Nicht fehlen darf die Reihe ›Happy New Ears‹, die von Hans Zender zusammen mit Sylvain Cambreling ins Leben gerufen und im Oktober 1993 in der Oper Frankfurt mit einem Paukenschlag eröffnet wurde: Schönbergs Kammersinfonie op. 9 unter der Leitung von Hans Zender, mit Nuria Schönberg als Gesprächsgast. Ein Auftakt mit Zukunft. Bis heute hat das Ensemble Modern 106 Konzerte in der Reihe veranstaltet – 2016 erneut mit Hans Zender und seinen ›33 Veränderungen‹. Sein Engagement für »offene Ohren« führte Hans Zender mit der gemeinsam mit seiner ihn unermüdlich unterstützenden Gattin Gertrud gegründeten Hans und Gertrud Zender-Stiftung weiter. Auch über die Stiftung ermöglichten Hans und Gertrud Zender dem Ensemble Modern so manches Vorhaben.

Hans Zenders Musikalität, seine Genauigkeit und Präzision sowie sein unbedingter Wille und Anspruch, den Intentionen der Komponisten gerecht zu werden, definierten ebenso seine Einzigartigkeit wie sein scharfer Verstand und sein verschmitzter Humor. Diese Eigenschaften machten ihn nicht nur zu einem großartigen Komponisten und Dirigenten, sondern auch zu einem grandiosen Lehrer und Dozenten. Die jungen Musiker*innen, die das Glück hatten, mit ihm zu arbeiten, prägte diese Begegnung – ob am Instrument, mit dem Dirigierstab oder am Kompositionstisch. 1988 erlebten das erstmals die Mitglieder des Ensemble Modern in Blonay am Genfersee beim ersten Komponistenseminar, das Hans Zender zusammen mit Helmut Lachenmann und Ingo Metzmacher leitete. Neben großartigen künstlerischen und pädagogischen Erlebnissen erzählt man sich von gemeinsamen abendlichen Leserunden ...

Und so schließt sich ein Kreis: 2018 haben wir gemeinsam mit Hans Zender die Meersburger KonzertGespräche ins Leben gerufen, die im vergangenen Juni ihre Fortsetzung fanden.
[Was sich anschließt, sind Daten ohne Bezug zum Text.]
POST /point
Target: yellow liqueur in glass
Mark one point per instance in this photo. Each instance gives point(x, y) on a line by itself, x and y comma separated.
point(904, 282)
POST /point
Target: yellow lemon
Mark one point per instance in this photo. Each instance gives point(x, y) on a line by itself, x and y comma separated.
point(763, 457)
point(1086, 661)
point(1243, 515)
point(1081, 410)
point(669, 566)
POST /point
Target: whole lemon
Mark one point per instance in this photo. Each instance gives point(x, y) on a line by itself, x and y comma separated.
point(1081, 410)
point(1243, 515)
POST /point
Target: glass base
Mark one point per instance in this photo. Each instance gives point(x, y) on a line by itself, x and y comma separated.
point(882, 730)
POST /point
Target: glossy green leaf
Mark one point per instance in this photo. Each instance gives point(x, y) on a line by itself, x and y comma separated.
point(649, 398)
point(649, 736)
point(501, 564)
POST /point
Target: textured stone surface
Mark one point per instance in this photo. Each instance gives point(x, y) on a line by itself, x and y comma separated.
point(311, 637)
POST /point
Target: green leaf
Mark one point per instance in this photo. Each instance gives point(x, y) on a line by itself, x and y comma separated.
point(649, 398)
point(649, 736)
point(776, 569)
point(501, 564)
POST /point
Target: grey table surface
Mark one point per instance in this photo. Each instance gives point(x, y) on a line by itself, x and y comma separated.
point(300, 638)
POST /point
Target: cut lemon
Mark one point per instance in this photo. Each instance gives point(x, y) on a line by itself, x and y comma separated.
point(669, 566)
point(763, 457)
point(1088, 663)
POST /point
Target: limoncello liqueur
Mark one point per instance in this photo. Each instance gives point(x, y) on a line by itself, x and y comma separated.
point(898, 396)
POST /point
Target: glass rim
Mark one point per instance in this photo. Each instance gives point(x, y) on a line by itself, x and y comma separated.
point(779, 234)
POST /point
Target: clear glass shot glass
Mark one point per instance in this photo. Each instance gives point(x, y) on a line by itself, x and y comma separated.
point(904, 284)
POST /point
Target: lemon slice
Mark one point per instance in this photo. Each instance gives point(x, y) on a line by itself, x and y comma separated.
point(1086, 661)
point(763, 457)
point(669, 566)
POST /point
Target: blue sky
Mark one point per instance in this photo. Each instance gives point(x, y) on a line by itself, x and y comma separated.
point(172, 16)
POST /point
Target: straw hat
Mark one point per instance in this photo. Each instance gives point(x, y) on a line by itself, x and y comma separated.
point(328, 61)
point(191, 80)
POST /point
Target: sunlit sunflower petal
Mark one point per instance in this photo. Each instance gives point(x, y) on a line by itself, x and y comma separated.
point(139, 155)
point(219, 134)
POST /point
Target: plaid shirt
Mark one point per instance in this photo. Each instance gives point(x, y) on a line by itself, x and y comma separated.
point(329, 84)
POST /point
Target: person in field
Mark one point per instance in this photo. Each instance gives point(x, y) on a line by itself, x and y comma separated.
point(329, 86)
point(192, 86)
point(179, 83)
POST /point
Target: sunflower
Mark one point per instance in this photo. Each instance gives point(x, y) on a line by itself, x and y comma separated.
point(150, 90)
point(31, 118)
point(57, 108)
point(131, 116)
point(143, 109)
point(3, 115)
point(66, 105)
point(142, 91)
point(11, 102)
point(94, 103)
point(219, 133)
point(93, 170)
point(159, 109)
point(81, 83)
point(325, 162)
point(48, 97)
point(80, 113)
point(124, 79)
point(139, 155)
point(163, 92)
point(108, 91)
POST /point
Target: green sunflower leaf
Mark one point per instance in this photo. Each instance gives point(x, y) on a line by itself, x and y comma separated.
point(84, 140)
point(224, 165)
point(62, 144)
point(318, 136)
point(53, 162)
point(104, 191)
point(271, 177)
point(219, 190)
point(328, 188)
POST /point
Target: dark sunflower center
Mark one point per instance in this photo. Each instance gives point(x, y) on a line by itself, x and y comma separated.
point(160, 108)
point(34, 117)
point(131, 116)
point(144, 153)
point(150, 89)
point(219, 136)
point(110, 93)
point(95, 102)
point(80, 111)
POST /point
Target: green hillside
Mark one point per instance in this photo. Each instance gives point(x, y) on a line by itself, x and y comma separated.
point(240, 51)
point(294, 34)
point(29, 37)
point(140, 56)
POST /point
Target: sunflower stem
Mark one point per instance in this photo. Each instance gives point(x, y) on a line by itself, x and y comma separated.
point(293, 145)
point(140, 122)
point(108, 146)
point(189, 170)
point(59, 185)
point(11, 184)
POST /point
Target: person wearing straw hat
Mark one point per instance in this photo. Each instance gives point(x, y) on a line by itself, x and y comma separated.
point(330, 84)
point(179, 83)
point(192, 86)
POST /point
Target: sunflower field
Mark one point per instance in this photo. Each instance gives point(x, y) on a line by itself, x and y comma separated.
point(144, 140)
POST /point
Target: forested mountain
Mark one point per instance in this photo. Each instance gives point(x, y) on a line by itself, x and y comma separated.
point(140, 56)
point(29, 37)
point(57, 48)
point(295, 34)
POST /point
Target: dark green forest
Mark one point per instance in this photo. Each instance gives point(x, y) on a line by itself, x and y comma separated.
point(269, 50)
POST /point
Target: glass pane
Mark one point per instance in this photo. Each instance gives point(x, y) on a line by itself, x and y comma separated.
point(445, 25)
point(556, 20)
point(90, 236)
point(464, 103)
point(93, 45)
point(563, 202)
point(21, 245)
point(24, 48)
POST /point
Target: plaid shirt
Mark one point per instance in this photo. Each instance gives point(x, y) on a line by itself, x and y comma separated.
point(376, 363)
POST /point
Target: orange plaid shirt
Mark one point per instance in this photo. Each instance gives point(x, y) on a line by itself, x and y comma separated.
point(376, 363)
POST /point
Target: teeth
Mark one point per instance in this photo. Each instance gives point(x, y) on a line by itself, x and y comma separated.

Schon schwer gezeichnet von seiner Krankheit war Hans Zender in den Proben mit Mitgliedern des Ensemble Modern und Studierenden der Internationalen Ensemble Modern Akademie in seinem Glaserhäusle hoch über dem Bodensee ungemein präzise und musikalisch arbeitend zu erleben. Der Austausch gerade auch mit den jungen Musiker*innen ließ ihn aufleben. Die Planungen für die Weiterführung der Konzertreihe und deren Ausweitung nach Frankfurt am Main sind für das kommende Jahr bereits weit gediehen. Erstmals wird dabei Hans Zenders ›Hölderlin-Zyklus‹ vollständig aufgeführt werden. Was mit ihm zusammen entwickelt wurde, wird nun im dankbaren Gedenken an, einen großen Musiker, an einen einzigartigen Künstler, an Hans Zender stattfinden.